Due punti appaiono però determinanti. Il primo è l'assetto dimensionale. In Italia abbiamo, sulla base dei dati Covip, 452 fondi pensione, con circa 7,4 milioni di iscritti (esclusi altre 400mila persone nei “vecchi” Pip, le forme pensionistiche individuali). Decisamente troppi. I fondi troppo piccoli difficilmente possono garantire ai loro iscritti servizi sofisticati a costi ragionevoli. Basti pensare agli aspetti connessi con gli investimenti in titoli alternativi o illiquidi, quasi sempre necessari ormai in una appropriata strategia di investimento, che necessitano però di una governance ben strutturata, talvolta non facile da trovare neanche tra i fondi pensione di dimensioni più grandi.

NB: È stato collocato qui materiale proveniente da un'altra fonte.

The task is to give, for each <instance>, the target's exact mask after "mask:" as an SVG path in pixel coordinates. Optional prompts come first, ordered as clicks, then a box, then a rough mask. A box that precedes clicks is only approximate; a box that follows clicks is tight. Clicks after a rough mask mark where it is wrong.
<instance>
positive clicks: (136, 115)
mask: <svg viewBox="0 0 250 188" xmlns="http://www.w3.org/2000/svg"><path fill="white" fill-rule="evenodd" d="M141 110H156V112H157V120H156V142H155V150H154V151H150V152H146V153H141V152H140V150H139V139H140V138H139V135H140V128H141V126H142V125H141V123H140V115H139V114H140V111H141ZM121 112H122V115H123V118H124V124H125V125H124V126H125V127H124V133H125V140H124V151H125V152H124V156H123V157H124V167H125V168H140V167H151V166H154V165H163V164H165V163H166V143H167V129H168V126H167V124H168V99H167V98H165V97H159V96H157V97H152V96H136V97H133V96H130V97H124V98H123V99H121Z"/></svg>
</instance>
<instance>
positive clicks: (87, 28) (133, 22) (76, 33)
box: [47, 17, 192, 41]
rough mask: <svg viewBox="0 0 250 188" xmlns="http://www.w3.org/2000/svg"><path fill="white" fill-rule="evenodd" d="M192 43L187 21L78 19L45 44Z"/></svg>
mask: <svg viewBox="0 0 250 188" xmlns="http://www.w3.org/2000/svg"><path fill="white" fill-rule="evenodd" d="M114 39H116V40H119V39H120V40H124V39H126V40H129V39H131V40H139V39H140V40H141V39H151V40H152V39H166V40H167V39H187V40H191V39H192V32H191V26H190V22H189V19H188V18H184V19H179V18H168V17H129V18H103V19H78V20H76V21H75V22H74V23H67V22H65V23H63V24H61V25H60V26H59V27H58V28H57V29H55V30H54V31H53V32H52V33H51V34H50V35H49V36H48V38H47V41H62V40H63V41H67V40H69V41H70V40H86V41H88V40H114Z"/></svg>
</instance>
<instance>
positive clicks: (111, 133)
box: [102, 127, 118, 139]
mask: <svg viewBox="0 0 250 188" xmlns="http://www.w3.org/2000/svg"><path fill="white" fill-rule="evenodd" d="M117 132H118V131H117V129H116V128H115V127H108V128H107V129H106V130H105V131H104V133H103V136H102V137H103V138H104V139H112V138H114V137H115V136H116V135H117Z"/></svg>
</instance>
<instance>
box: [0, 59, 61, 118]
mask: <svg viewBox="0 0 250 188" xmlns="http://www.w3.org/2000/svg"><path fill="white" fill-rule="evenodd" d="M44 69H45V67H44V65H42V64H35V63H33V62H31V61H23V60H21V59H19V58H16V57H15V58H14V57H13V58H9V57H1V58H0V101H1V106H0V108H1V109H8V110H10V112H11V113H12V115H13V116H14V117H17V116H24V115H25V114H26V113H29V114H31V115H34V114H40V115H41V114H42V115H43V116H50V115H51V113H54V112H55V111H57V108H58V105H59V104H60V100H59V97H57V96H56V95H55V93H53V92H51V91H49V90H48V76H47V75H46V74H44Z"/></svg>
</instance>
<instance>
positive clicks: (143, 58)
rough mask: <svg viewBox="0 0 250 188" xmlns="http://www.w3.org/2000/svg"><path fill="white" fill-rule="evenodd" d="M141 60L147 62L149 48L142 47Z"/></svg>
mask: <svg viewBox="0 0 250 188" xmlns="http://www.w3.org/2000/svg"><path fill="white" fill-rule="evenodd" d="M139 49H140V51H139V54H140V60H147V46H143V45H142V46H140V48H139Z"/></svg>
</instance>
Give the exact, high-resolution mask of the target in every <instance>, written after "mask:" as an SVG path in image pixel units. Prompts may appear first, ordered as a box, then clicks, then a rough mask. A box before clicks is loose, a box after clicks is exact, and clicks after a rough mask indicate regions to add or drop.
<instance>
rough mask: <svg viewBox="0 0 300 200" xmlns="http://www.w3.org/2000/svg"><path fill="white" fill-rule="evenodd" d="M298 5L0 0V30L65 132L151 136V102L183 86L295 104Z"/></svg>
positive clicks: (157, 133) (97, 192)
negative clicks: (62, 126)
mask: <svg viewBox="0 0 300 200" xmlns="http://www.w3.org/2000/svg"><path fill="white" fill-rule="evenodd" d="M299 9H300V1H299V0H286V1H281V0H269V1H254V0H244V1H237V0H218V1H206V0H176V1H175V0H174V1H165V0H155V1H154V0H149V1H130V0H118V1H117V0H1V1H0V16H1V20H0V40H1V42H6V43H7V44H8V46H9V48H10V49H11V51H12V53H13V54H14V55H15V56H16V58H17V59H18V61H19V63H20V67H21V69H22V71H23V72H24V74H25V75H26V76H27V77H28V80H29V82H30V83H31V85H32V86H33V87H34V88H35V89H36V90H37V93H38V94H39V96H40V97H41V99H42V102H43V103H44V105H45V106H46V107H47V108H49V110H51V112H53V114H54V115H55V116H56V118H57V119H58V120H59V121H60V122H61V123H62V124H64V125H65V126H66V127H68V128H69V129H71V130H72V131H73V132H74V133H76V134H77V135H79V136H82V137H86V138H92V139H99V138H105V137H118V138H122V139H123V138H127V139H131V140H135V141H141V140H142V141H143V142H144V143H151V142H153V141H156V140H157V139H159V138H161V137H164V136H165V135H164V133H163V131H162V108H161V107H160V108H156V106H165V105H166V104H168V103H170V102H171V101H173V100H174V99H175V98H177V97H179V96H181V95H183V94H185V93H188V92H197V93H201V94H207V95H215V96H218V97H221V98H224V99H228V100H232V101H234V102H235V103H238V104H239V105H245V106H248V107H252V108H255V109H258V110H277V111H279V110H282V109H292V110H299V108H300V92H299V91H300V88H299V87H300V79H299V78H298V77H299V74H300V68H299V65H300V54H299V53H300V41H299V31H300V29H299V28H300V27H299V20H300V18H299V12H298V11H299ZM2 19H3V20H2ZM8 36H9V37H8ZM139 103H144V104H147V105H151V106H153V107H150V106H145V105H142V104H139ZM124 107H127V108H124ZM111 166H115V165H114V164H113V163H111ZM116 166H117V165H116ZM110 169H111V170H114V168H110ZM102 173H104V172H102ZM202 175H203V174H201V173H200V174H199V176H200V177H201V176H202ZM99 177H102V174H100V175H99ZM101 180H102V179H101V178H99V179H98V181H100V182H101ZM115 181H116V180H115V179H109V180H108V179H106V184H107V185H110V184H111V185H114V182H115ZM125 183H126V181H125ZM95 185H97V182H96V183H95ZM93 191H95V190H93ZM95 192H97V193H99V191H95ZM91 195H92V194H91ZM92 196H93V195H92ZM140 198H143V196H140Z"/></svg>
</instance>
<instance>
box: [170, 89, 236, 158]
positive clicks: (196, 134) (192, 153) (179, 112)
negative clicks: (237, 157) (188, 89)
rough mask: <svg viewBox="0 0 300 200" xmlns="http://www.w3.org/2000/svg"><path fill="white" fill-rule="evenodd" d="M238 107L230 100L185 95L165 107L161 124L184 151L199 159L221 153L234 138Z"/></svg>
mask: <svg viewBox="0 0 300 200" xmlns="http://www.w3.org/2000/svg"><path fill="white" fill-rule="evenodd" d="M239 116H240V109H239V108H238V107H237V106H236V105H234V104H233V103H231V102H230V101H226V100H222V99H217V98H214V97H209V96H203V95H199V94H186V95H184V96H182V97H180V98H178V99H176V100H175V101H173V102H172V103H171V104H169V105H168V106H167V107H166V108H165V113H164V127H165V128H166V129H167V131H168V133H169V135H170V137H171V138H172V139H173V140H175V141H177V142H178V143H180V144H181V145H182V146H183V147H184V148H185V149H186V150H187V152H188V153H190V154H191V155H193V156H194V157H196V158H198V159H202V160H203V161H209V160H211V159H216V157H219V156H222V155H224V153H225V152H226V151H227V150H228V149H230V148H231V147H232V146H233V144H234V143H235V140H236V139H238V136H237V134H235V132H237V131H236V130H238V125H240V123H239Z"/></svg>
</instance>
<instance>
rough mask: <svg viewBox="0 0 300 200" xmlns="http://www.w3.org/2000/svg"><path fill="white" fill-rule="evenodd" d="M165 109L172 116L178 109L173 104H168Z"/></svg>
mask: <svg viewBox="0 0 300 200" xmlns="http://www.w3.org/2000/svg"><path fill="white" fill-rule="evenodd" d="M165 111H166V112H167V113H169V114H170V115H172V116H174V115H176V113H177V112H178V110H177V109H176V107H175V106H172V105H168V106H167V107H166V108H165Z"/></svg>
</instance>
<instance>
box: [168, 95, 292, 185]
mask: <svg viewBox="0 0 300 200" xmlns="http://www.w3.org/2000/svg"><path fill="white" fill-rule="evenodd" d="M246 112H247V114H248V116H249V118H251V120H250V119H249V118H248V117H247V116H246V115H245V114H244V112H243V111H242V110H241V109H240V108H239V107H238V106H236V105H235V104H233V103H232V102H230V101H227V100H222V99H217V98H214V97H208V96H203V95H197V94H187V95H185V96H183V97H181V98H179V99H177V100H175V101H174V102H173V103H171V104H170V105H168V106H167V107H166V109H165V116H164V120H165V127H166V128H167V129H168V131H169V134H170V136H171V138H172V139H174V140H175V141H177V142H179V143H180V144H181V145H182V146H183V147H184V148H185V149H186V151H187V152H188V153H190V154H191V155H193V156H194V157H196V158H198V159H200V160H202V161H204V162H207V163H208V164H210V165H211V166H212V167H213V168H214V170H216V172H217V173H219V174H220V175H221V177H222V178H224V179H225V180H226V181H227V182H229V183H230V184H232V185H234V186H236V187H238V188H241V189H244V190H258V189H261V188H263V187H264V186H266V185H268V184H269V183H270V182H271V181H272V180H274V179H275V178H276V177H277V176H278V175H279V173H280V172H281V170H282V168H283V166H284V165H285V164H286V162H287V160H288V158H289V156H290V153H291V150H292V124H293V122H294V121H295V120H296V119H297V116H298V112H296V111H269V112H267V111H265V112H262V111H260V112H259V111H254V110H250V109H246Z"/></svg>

Il secondo punto è rappresentato dall'adeguatezza della prestazione. Nei fondi pensione a contribuzione definita come i nostri è chiara l'entità della contribuzione, non quella della prestazione finale. Il rischio che al pensionamento non si sia maturata una prestazione adeguata risulta essere sempre più presente. I responsabili dei fondi pensione, dalla definizione delle strategie di investimento, dovrebbero porsi come obiettivo quello di garantire alla cessazione dal servizio un determinato livello di prestazione e monitorarne nel tempo l'effettivo raggiungimento.